Sizlere daha da fazlasından bahsetmek isterdim ancak bu verimli geçen bir saatin ardından siyasiler, vazifelerinin gerektirdiği üzere ne yazık ki bizimle daha uzun süre kalamayıp veda etmek zorunda kaldılar. Seminer burada bitmedi elbette, bize bilgi ve yorumlarını aktarmak üzere Finlandiya’dan panelistler ve üniversitemizin Siyaset Bilimi ve Kamu Yönetimi bölümünden Hatice Pınar Bilgin ve Çerağ Esra Çuhadar hocalarımız sözü devraldı. Finlandiya-Türkiye ilişkileri, barış ve uzlaşma, mültecilik, appartheid gibi kavramların tartışıldığı panel formatında Güney Afrika ve Gazze meselelerine de değinildi.
Bu, tam anlamıyla dolu dolu geçen bir iki saati benim için.
Program sona erdiğinde ise konukları, kanımca hemen hemen tüm profesyonel konferanslarda olduğu gibi, çok hoş bir resepsiyon bekliyordu.
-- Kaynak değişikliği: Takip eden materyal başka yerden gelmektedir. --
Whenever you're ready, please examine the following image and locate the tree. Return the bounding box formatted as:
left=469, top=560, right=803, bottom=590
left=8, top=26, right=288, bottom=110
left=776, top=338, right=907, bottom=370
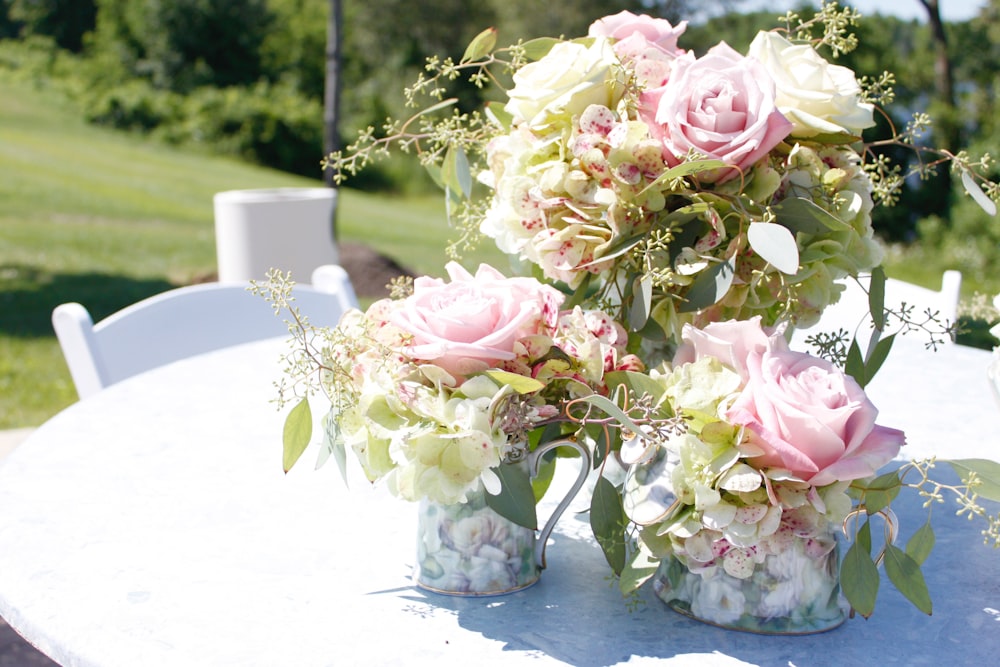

Kalabalığın arasında az önce bahsettiğim dersimden tanıdık simaları ayırt edince çabukça yanlarına gittim, semineri değerlendirdiğimiz ve benim de oldukça keyif aldığım bir sohbete daldık. İki hukuk dersimi ekmemin rahatsızlığı – ki aslında hiç huyum değildir, lütfen inanın – bu seminerin bana olan katkısıyla gitgide solup gitmişti bu esnada.
O günden beri sizlere bu tecrübemi aktarmak için de oldukça heyecanlıydım. Sabah saatlerinde düzenlendiğinden ötürü sanıyorum ki bir kısmınızın aramıza katılamamış olması doğaldır fakat ben zaten sizler için can kulağıyla en ince ayrıntısına kadar dinledim programı. Dilerim ki tatmin edici bulursunuz bu anektodu!
Sonlandırmadan hemen evvel, bundan bir hafta öncesinde Stubb, Valtonen ve Fidan’ın New York’ta Birleşmiş Milletler Genel Kurulu’nda uluslararası siyaset için önemli çalışmalar yaptıklarını da söylemem gerekir. Bize yoğun programlarına rağmen vakit ayırdıkları için de çok minnettarız. Beyaz Zambaklar Ülkesi’nin önemli isimlerini ağırlamak ve bu kıymetli sözlerine kulak vermek, Bilkent ailesi olarak hepimiz için kıvanç ve övünç kaynağıydı.
Tüm insanlık için huzur, barış ve dayanışma dilemek; her birimizin ortak hakkı. Düşünüldüğü zaman, tarihin bizlere verdiği büyük insanlar; bizim için en güzel idollerdir de aynı zamanda. Martti Ahtisaari’nin siyasi mirası yalnızca Finlandiya için değil, tüm devletler ve siyasiler için ilham niteliğinde bir iyimserlik, gerçekçilik ve kararlılık içeriyor. Unutmamak gerekir: Barış da savaş gibi insan elinde çıkmadır, bu yüzdendir ki çıkarılan sorunları da çözecek olan en nihayetinde bizleriz.
Yazımı, izninizle, büyük bir adam tarafından bizim topraklarımızda söylenmiş bir söze atıfta bulunarak noktalamak isterim.
Barış, evde başlar; dışarıdan size sunulmaz. Bu yüzdendir ki önce “yurtta”, sonra “cihanda sulh”.